Parliamo di filosofia, allora? Parliamone. È perfettamente lecito, nel calcio, impostare il gioco in modo biecamente utilitaristico, come ha fatto oggi il Catania dopo essere andato in vantaggio. Ma, una volta scelto quest’approccio, quel che conta è solo il risultato. Oggi il Catania, dopo l’uno a zero, ha rinunciato a giocare, concedendo agli avversari il dominio assoluto del centrocampo. E tuttavia è riuscito a prendere due gol in cui la difesa si è squagliata come burro. Se fosse stato più spavaldo, più cattivo, come certo avrebbero voluto i suoi tifosi; se si fosse affidato meno alla buona sorte e più alle sue virtù, non è detto che sarebbe finita così. Il Catania di quest’anno, secondo me, dovrebbe studiare meglio Machiavelli.

Della condotta, poi, non parliamo nemmeno. Ieri Maran ha dovuto togliere già nel primo tempo Gino Peruzzi perché il difensore si è fatto prima ammonire e poi redarguire verbalmente dall’arbitro: al fallo successivo, insomma, sarebbe stato inevitabilmente espulso. E poi, cartellini a parte, cosa dire di Barrientos? Dall’inizio di quest’anno, in verità, ci ha fatto venire più di un dubbio sulla sua voglia di giocare ancora per il Catania. E da un po’ di tempo a questa parte – da troppo tempo, direi – sembra che giochi solo per fare vedere quanto è bravo. Il che lo porta, nove volte su dieci, a infilarsi in dribbling impossibili e fallimentari, piuttosto che a guardare i compagni meglio piazzati per portarli a rete. Non ci si comporta così, mi pare.

Resterebbe l’italiano. I nostri se la cavano benino allo scritto, come ha mostrato il buon Mariano Izco con la sua recente lettera indirizzata ai tifosi. Mettere in pratica queste buone intenzioni, però, è tutto un altro discorso. E delle parole senza contenuti, a questo punto, non sappiamo più che farcene.

Andiamo bene, invece, con le lingue straniere. Pure troppo bene, secondo me.

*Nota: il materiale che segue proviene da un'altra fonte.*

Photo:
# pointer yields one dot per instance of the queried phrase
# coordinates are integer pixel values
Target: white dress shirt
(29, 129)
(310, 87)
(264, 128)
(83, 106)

Intendiamoci: l’allegra e simpatica colonia di giocatori argentini di stanza a Catania è stata nel complesso, in passato, un punto di forza del nostro collettivo. Ma l’attuale assetto societario – che registra la presenza di un vicepresidente anch’egli argentino, e già procuratore di calciatori argentini – è risultato invece un punto di estrema debolezza. Come dimostra la pessima campagna acquisti di gennaio, che ci ha obbligato ad affrontare mezza stagione con il solo Bergessio come attaccante.

Ci resterebbe la storia, certo. Ma temo che di quest’ultima, nel calcio, si debba dire quel che ne diceva in generale Eugenio Montale. Il quale della storia, come è noto, non aveva grande stima. «La storia non è magistra / di niente che ci riguardi», scriveva il poeta. E noi in effetti possiamo anche guardarcela con compiacimento, la storia degli anni passati; ma dobbiamo sapere che questo non ci porterà da nessuna parte. Perché nel calcio la storia «non procede / né recede, si sposta di binario / e la sua direzione / non è nell’orario».

Cosa resta, dunque? Potrebbe restare, forse, la ragioneria. Rispetto alla quale arrivano dalla società rassicuranti segnali che l’azienda è sana. Ma girano anche ipotesi – non so quanto fondate – che, a mantener sana l’azienda, una retrocessione non sarebbe poi un così gran male. Ipotesi che hanno a che fare con il tetto degli stipendi, o con i finanziamenti per gli stadi, o con cose del genere. Ipotesi di cui io, che di queste cose sono ignorantissimo, non so dir niente: se non che la salute dell’azienda del presidente Pulvirenti mi interessa, sì: ma solo fino a quando coincide con il bene della mia squadra.

Che poi è una bizzarra cosa, la ragioneria. Dovrebbe essere, in quanto parente della matematica, una materia sottratta al labile terreno delle opinioni. E invece è forse, in questo momento, la scienza su cui i tifosi rossazzurri nutrono meno certezze.